Peşin peşin söyleyeyim: Sakın ola ki, taraftar gruplarını, derneklerini küçümsediğim sanılmasın. Ama siyasal protestoların içinde Beşiktaş'ın, Fenerbahçe'nin, Galatasaray'ın taraftar gruplarını görünce şaşırıyorum. Dahası, üzülüyorum.
Neden mi? Gençler kendilerini sosyal ve siyasal anlamda ifade edebilmek için takım flamalarına, kaşkollarına, formalarına ihtiyaç duyuyorlar da ondan...
Tabii ki futbolu seviyor olmak, bu memleketin sorunlarıyla ilgilenmeye engel değil.
Takım tutuyor olmak da apolitik olmayı, ülke meselelerine duyarsız kalmayı gerektirmiyor. Lakin görünen o ki, memlekette gençlerin siyasal inisiyatiflerini hayata geçirecekleri sivil toplum örgütleri yok ya da yetersiz. Yoksa gençler neden protestoda bulunurken, takım bayrakları etrafında toplansın?
PARTİLER NEREDE?
Bana göre bu görüntüden partiler de, siyasi ve sosyal örgütler de hicap duymalı.
Dönüp dönüp aynaya bakarak, "Biz nerede yanlış yaptık da, bu gençleri, bu enerjiyi, dinamizmi, taraftar derneklerine kaptırdık?" diye sormalı.
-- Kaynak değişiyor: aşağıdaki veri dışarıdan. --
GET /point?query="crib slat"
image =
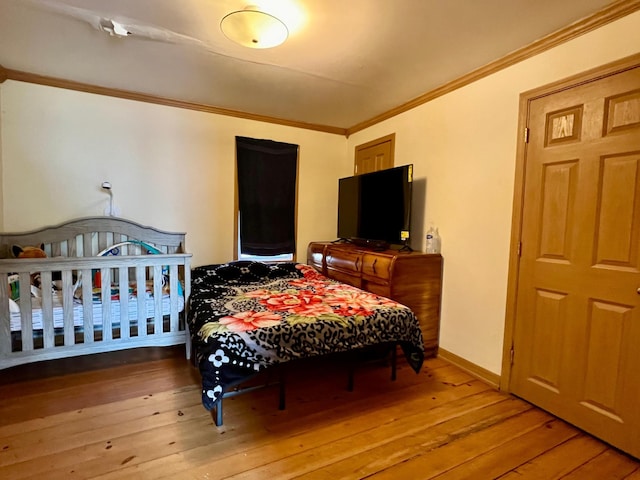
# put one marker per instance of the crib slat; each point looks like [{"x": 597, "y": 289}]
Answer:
[
  {"x": 67, "y": 308},
  {"x": 48, "y": 334},
  {"x": 87, "y": 243},
  {"x": 26, "y": 325},
  {"x": 107, "y": 331},
  {"x": 123, "y": 284},
  {"x": 5, "y": 316},
  {"x": 141, "y": 290},
  {"x": 157, "y": 297},
  {"x": 87, "y": 304},
  {"x": 173, "y": 292}
]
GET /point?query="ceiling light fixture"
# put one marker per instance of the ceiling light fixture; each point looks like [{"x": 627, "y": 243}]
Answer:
[{"x": 254, "y": 29}]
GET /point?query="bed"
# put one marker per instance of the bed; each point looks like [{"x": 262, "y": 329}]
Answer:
[
  {"x": 246, "y": 317},
  {"x": 106, "y": 284}
]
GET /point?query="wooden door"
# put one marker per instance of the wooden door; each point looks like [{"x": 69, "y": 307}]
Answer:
[
  {"x": 375, "y": 155},
  {"x": 576, "y": 338}
]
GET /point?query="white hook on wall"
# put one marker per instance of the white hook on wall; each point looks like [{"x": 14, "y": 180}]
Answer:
[{"x": 111, "y": 210}]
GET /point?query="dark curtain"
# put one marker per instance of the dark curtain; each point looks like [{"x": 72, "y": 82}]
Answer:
[{"x": 266, "y": 196}]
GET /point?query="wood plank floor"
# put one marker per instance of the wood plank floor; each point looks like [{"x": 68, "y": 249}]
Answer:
[{"x": 124, "y": 417}]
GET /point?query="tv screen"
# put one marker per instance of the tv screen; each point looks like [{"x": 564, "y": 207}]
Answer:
[{"x": 376, "y": 206}]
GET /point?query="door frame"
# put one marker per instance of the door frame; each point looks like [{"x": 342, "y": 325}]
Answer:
[
  {"x": 391, "y": 139},
  {"x": 526, "y": 98}
]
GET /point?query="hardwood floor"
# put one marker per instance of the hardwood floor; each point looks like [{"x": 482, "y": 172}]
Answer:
[{"x": 143, "y": 419}]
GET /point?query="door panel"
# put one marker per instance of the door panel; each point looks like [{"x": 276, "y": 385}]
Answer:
[{"x": 577, "y": 328}]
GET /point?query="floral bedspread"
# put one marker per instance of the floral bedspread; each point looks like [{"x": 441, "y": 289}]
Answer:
[{"x": 246, "y": 316}]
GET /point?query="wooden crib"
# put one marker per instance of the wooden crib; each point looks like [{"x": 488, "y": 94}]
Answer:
[{"x": 107, "y": 284}]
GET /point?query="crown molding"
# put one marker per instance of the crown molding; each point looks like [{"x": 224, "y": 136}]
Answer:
[
  {"x": 20, "y": 76},
  {"x": 613, "y": 12}
]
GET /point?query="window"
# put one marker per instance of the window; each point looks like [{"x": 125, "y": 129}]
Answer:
[{"x": 267, "y": 199}]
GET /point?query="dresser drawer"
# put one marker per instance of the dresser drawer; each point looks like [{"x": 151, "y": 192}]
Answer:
[
  {"x": 377, "y": 266},
  {"x": 344, "y": 260}
]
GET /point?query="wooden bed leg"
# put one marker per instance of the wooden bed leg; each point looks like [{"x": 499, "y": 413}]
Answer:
[
  {"x": 394, "y": 358},
  {"x": 282, "y": 400},
  {"x": 216, "y": 413}
]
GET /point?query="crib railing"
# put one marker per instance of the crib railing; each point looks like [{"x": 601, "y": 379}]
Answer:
[{"x": 64, "y": 321}]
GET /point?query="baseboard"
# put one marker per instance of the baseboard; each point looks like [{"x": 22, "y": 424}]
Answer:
[{"x": 480, "y": 373}]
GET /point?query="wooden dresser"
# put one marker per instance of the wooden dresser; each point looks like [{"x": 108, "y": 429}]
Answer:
[{"x": 411, "y": 278}]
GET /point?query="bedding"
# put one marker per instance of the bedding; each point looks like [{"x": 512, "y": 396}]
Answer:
[{"x": 247, "y": 316}]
Demek ki, demokrasinin doğal birer parçası olması gereken bu yasal örgütlenmeler kendilerini yeterince ifade edememişler.
Demek ki 'siyaseten örgütlenmeyi' gençlere sevdirememişler ya da çeşitli yollarla baskı altına alınmış, engellenmişler. Bu durumda kendilerini bir yerlere ait hissetmeyi, güç haline gelmeyi arzulayan gençler de gidip en güvendikleri şemsiyenin, yani 'futbol takımının bayrağının' altına sığınmış.
Bir de futbolun kitleleri uyuttuğu, politik açıdan pasifize ettiği söylenip durulur.
Türkiye'de ise tam tersi bir durum söz konusu. Bu da yalnızca bize özgü bir karakteristik özellik olsa gerek.
Bu konuda iri kıyım laflar söylemek tabii ki bir televizyon yazarı olarak bana düşmez. Ama günlerdir ülkenin koca koca filozofları, sosyologları ve kıdemli politika yazarları bu konu hakkında ne dudaklarını, ne kalemlerini oynatıyorlar. Dayanamadım, affola!